RTN¶
RTN Quantizer¶
RTN
dataclass
¶
RTN(name: str = None, num_layers: int = None, calc_quant_error: bool = False, include_layer_names: list[str] = None, exclude_layer_names: list[str] = (lambda: ['lm_head'])(), include_layer_keywords: list[str] = None, exclude_layer_keywords: list[str] = (lambda: ['per_layer_model_projection'])(), target_layer_types: tuple = (lambda: (Linear,))(), hessian_dtype: dtype = torch.float32, module_to_name: dict = dict(), results: dict = dict(), flag_calibration: bool = False, flag_hessian: bool = False, flag_xtx: bool = False, wbits: int = 4, groupsize: int = -1, sym: bool = False, mse: bool = False, norm: float = 2.4, grid: int = 100)
Bases: Quantizer
RTN (Round-To-Nearest) quantizer.
RTN is the simplest quantization method that rounds weights to the nearest quantization level. It does not require calibration data or Hessian matrices, performing quantization using only weight statistics.

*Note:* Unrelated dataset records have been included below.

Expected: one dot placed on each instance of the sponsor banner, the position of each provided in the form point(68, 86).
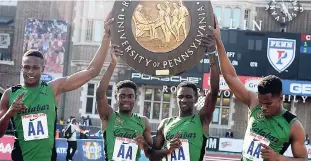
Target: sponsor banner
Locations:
point(140, 78)
point(300, 88)
point(230, 145)
point(212, 144)
point(250, 83)
point(50, 38)
point(281, 53)
point(6, 147)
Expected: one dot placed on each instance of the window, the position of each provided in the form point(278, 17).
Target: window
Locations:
point(91, 107)
point(227, 17)
point(236, 18)
point(94, 30)
point(156, 104)
point(222, 111)
point(247, 17)
point(258, 45)
point(218, 13)
point(255, 45)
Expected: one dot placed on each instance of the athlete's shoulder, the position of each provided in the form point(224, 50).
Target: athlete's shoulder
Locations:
point(15, 88)
point(289, 117)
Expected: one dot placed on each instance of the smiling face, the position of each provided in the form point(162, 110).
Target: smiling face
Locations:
point(186, 99)
point(32, 69)
point(270, 104)
point(126, 99)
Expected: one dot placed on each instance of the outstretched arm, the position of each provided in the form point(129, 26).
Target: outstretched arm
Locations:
point(76, 80)
point(299, 150)
point(103, 108)
point(206, 113)
point(236, 86)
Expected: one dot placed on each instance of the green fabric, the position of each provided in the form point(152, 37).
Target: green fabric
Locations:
point(191, 129)
point(39, 99)
point(276, 129)
point(122, 126)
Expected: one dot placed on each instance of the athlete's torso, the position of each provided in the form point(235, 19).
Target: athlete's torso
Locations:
point(192, 136)
point(119, 135)
point(273, 131)
point(35, 127)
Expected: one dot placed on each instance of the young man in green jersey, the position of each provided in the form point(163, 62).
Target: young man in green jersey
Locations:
point(271, 129)
point(183, 137)
point(122, 126)
point(32, 106)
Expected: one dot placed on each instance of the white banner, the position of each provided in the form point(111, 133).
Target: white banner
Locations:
point(230, 145)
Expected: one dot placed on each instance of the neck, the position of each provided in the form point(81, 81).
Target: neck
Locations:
point(126, 113)
point(31, 85)
point(186, 113)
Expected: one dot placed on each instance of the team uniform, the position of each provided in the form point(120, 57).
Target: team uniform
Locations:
point(193, 138)
point(272, 131)
point(119, 135)
point(35, 127)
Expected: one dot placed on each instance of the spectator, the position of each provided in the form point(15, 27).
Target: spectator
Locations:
point(62, 121)
point(72, 141)
point(69, 120)
point(82, 121)
point(229, 134)
point(307, 140)
point(88, 121)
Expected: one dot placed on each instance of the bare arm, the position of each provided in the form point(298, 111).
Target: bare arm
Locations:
point(103, 108)
point(76, 80)
point(147, 132)
point(297, 143)
point(4, 116)
point(206, 113)
point(236, 86)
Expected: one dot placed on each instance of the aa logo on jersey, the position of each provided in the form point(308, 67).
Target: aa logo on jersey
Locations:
point(281, 53)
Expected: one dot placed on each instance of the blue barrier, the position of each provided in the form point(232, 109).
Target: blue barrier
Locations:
point(87, 150)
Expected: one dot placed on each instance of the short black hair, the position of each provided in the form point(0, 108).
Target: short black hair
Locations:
point(189, 85)
point(34, 53)
point(270, 84)
point(126, 84)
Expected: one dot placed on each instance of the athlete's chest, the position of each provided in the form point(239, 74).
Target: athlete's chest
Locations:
point(275, 131)
point(188, 129)
point(126, 128)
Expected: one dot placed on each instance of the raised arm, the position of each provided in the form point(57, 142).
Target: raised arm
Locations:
point(6, 112)
point(236, 86)
point(206, 113)
point(103, 108)
point(299, 150)
point(297, 143)
point(78, 79)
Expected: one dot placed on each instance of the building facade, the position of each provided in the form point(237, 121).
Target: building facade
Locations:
point(156, 98)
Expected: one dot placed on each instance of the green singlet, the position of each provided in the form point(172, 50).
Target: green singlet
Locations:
point(273, 131)
point(35, 127)
point(119, 135)
point(193, 138)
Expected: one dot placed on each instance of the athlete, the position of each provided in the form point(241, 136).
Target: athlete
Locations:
point(32, 106)
point(121, 127)
point(271, 129)
point(183, 137)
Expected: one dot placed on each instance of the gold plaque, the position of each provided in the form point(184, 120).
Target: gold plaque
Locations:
point(160, 26)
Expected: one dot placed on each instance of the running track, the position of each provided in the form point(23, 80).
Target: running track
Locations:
point(221, 157)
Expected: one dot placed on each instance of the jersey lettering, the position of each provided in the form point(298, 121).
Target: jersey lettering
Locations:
point(124, 150)
point(35, 126)
point(252, 146)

Quantization method: - Computes minimum and maximum values of weights - Computes scale and zero point - Rounds weights to nearest quantization level (Round-To-Nearest)
RTN does not require calibration data or Hessian matrix. Fastest method but may have lower accuracy compared to other methods.
Attributes:
| Name | Type | Description |
|---|---|---|
flag_calibration |
bool
|
Whether to use calibration data (False for RTN). |
flag_hessian |
bool
|
Whether to use Hessian matrix (False for RTN). |
wbits |
int
|
Number of quantization bits. Default is 4. |
groupsize |
int
|
Group size. Computes independent scale and zero point for each group. -1 means no grouping (single scale and zero point for entire row). Default is -1. |
sym |
bool
|
Whether to use symmetric quantization. If True, zero point is placed at center. Default is False. |
mse |
bool
|
Enable MSE grid search for optimal clipping. Default is False. |
norm |
float
|
Lp norm exponent for MSE search. Default is 2.4. |
grid |
int
|
Number of candidate shrink levels for MSE search. Default is 100. |
Methods:
| Name | Description |
|---|---|
quantize_layer |
Quantize a layer using RTN. |
validate_params ¶
Validate RTN parameters once in setup().
Validated ranges
wbits: int, 1 <= wbits <= 64 groupsize: int, -1 or >= 1 sym: bool (no constraint) grid: int >= 1 (when mse=True) norm: float > 0 (when mse=True)
quantize_layer ¶
Quantize a layer using RTN.
Parameters:
| Name | Type | Description | Default |
|---|---|---|---|
module
|
Module
|
The layer module to quantize. |
required |
input
|
tuple or Tensor
|
Input tensor (not used in RTN). Default is None. |
None
|
hessian
|
Tensor
|
Hessian matrix (not used in RTN). Default is None. |
None
|
Returns:
| Name | Type | Description |
|---|---|---|
RTNResult |
RTN quantization result object containing quantized weights and parameters. |
Raises:
| Type | Description |
|---|---|
ValueError
|
If groupsize does not divide in_features. |
RTNResult¶
RTNResult
dataclass
¶
RTNResult(dequantized_weight: Tensor = None, quantization_time: float = None, output_squared_error: float = None, mean_output_squared_error: float = None, weight_squared_error: float = None, mean_weight_squared_error: float = None, relative_output_squared_error: float = None, relative_weight_squared_error: float = None, wbits: int = None, groupsize: int = None, sym: bool = None, quantized_weight: Optional[Tensor] = None, scale: Optional[Tensor] = None, zero: Optional[Tensor] = None)
Bases: QuantizationResult
Result class for RTN quantization.
Inherits from QuantizationResult and adds RTN-specific parameters.
Attributes:
| Name | Type | Description |
|---|---|---|
dequantized_weight |
Tensor
|
Dequantized weights (FP16, CPU) - inherited from parent class. |
wbits |
int
|
Number of quantization bits used. |
groupsize |
int
|
Group size used (-1 means no grouping). |
sym |
bool
|
Whether symmetric quantization was used. |
quantized_weight |
Tensor
|
Quantized weights (INT type, CPU). |
scale |
Tensor
|
Scale coefficients (FP16, CPU). |
zero |
Tensor
|
Zero point (FP16, CPU). |